The group does not work with sharding. Use mapReduce or aggregate instead.

db.eval() is incompatible with sharded collections. You may use db.eval() with un-sharded collections in a shard cluster.

$where does not permit references to the db object from the $where function. This is uncommon in un-sharded collections.

The $isolated update modifier does not work in sharded environments.

$snapshot queries do not work in sharded environments.

Sharding Existing Collection Data Size

MongoDB only allows sharding an existing collection that holds fewer than 256 gigabytes of data.

Note

This limitation only applies to sharding collections that have existing data sets, and is not a limit on the size of a sharded collection.

Operations

Sorted Documents

MongoDB will only return sorted results on fields without an index if the sort operation uses less than 32 megabytes of memory.

2d Geospatial queries cannot use the $or operator
Cannot Kill Foreground Index Build

You cannot use db.killOp() to kill a foreground index build.

Naming Restrictions

Restrictions on Database Names

The dot (i.e. .) character is not permissible in database names.

Database names are case sensitive even if the underlying file system is case insensitive.

Changed in version 2.2: For MongoDB instances running on Windows.
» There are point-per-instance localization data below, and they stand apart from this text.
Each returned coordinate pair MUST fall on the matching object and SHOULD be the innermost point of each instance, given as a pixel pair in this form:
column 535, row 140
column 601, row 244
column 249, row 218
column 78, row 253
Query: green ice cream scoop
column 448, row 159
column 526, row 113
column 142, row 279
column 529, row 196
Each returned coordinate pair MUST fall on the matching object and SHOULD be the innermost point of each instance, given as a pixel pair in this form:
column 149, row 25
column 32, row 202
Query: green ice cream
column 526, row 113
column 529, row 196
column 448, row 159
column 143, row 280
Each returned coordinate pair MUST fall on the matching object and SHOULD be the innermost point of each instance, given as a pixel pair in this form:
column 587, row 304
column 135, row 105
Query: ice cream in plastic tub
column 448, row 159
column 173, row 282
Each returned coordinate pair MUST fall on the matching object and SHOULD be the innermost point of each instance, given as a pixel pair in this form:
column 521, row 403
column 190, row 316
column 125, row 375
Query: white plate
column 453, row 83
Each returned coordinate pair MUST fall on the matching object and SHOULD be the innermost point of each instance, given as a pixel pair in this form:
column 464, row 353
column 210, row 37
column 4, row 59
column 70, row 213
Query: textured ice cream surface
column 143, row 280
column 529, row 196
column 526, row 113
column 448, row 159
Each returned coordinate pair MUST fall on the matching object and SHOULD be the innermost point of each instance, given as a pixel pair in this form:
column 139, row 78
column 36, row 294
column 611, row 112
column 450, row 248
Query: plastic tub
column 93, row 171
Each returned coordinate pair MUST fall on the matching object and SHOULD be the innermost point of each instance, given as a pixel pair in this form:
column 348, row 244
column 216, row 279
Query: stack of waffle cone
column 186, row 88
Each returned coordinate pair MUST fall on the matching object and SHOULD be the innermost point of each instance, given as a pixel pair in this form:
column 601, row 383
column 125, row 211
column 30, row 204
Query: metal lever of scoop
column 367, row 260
In 2.2 the following characters are not permissible in database names:

/\. "*<>:|?

See Restrictions on Database Names for Windows for more information on this change

Restriction on Collection Names

New in version 2.2.

Collection names should begin with an underscore or a letter character, and cannot:

  • contain the $.
  • be an empty string (e.g. "").
  • contain the null character.
  • begin with the system. prefix. (Reserved for internal use.)
Restrictions on Field Names

Field names cannot contain dots (i.e. .), dollar signs (i.e. $), or null characters. See Dollar Sign Operator Escaping for an alternate approach.